Seeing with your tongue

This discussion about just how connected our senses are to one another made me think of a very interesting article in the New York Times that I read recently, titled “Patient, Heal Thyself.” Over the decades, biomedical engineers have been working to provide technological cures for people afflicted with paralysis, deafness and other disabilities. The technologies that show the most signs of success are those that exploit the body’s regenerative powers of the nervous system and muscles. This research seems to show us that our brain cells have the capacity to rewire themselves radically (form new synaptic connections and dissolve old ones) in response to certain stimulation. For example, a neuroscientist at the University of Wisconsin designed a device that essentially leads the blind to ‘see’ with their tongues. By feeding data from a camera to a ribbon that lies on the tongue and is studded with electrodes, and tickling the tongue in a pattern that mirrors incoming data, subjects over time learned to interpret the data so well that they could recognize faces.

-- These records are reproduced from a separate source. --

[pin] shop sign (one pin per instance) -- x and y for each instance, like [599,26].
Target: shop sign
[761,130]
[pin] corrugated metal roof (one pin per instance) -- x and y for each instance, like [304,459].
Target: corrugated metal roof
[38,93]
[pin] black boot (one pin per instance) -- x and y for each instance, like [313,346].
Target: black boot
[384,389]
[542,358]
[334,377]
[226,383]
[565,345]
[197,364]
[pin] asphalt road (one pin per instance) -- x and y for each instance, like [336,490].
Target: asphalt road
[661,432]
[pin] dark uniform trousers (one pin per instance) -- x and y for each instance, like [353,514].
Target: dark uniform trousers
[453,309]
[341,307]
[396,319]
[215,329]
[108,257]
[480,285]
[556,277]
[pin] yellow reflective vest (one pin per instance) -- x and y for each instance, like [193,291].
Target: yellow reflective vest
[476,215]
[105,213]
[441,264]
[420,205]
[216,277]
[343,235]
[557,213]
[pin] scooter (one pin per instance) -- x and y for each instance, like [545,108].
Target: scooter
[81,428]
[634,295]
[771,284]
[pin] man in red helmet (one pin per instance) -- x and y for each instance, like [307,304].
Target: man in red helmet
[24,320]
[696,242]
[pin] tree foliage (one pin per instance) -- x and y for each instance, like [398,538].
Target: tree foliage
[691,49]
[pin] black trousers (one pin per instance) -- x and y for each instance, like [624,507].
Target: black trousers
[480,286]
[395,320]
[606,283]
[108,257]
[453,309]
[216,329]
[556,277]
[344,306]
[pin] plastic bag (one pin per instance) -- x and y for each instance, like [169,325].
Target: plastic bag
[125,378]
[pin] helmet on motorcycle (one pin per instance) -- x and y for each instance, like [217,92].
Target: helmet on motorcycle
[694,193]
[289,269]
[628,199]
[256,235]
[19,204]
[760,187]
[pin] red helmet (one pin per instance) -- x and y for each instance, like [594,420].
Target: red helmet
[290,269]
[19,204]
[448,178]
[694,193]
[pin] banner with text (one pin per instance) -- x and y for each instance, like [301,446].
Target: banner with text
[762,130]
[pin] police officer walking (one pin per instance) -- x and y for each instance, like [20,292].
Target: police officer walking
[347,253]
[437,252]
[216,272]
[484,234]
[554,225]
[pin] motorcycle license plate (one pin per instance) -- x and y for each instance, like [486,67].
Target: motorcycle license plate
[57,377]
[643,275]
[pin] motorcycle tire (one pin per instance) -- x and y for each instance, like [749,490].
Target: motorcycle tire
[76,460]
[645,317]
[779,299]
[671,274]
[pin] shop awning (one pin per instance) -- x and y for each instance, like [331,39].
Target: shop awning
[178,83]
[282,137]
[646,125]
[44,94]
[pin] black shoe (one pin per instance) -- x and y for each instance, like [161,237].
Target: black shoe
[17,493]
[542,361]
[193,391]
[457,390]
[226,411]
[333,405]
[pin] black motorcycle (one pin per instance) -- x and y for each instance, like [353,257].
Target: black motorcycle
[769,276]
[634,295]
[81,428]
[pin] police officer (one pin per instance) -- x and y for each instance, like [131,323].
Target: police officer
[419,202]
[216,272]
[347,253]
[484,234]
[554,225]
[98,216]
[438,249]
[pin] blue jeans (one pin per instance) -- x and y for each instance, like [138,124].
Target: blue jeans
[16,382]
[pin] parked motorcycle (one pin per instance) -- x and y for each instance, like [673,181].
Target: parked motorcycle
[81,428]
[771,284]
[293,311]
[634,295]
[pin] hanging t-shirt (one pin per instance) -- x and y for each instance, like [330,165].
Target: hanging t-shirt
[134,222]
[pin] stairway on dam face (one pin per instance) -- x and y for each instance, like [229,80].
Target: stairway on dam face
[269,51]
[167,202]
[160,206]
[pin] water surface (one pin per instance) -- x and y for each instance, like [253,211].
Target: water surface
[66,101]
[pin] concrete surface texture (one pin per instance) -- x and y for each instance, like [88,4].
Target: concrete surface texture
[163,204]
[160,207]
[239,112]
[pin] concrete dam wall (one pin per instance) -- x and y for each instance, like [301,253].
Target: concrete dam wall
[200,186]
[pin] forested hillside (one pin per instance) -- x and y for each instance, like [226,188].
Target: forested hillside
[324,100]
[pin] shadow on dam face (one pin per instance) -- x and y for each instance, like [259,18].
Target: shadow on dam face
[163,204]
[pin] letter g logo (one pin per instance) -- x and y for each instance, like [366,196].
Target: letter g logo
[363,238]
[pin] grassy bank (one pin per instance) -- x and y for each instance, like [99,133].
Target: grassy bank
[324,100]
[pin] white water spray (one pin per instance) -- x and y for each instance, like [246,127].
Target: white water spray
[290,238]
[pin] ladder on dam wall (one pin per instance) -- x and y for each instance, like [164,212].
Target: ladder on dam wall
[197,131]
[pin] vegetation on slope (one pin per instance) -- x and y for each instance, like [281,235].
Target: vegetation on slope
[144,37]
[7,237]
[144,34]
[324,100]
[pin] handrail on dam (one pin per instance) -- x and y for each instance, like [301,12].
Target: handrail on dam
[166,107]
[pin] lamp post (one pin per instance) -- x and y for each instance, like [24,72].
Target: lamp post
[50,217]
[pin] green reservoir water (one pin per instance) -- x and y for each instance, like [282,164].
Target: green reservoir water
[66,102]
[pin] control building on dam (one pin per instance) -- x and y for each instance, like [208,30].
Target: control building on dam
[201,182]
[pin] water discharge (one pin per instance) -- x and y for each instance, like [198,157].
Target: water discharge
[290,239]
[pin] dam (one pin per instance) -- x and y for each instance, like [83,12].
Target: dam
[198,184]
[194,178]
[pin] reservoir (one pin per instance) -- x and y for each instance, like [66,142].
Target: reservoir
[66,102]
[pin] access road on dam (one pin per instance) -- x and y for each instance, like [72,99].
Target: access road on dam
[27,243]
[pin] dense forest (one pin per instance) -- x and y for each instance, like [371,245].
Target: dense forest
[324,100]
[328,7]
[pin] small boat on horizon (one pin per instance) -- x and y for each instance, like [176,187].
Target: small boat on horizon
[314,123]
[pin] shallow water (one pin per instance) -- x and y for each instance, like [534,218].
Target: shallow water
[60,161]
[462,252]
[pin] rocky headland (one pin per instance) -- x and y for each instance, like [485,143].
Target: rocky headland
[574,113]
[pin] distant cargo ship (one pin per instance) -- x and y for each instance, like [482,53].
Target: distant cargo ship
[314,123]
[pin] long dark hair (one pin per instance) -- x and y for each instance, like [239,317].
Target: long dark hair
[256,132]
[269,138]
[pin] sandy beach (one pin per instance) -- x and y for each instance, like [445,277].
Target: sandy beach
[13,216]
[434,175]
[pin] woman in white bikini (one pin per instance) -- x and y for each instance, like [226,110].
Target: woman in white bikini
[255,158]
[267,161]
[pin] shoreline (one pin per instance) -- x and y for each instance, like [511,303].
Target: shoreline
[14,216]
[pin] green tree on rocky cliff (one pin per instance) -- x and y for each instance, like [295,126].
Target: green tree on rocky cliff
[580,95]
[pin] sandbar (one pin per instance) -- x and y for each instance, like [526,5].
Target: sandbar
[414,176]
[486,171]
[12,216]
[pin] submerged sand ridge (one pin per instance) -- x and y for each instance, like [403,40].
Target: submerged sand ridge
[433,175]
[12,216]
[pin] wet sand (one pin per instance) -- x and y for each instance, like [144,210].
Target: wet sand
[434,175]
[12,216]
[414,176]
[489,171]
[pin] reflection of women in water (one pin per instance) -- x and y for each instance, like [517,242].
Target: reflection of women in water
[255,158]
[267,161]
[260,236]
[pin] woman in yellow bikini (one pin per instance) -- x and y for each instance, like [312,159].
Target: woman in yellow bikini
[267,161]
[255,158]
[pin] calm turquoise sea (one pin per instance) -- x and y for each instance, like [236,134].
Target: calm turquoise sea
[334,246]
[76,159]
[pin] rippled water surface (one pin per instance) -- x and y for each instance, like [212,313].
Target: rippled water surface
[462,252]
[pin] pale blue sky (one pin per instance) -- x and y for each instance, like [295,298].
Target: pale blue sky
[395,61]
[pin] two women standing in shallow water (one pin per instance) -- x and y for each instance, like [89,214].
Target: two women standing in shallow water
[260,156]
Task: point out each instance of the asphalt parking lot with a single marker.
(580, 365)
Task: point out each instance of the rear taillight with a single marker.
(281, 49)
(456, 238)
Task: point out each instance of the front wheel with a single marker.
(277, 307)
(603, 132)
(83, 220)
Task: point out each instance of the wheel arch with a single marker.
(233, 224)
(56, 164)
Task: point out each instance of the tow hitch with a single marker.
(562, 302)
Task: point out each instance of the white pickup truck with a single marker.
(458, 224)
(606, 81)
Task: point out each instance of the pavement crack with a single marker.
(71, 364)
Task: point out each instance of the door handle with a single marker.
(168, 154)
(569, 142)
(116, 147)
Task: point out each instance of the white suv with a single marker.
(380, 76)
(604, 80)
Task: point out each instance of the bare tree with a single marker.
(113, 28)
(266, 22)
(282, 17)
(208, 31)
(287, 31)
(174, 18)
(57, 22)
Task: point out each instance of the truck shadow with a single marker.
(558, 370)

This article mentioned that with an extremely rigorous training regimen that included the electrical stimulation of his muscles while being aided to move on treadmills and stationary bicycles, Christopher Reeves was able to regain sensation to his limbs and could even feel them slightly. The notion that the brain can rework itself to repair its damages, such as injuries to the spine or to the nerves throughout our body is fascinating to me. I also think that it would be important to try to solve the complex nature of the way in which the brain interprets signals. How is it that when the normal pattern of connections that result in different modes of perception is ruptured, the brain is capable of rewiring its connections and creating new action potentials?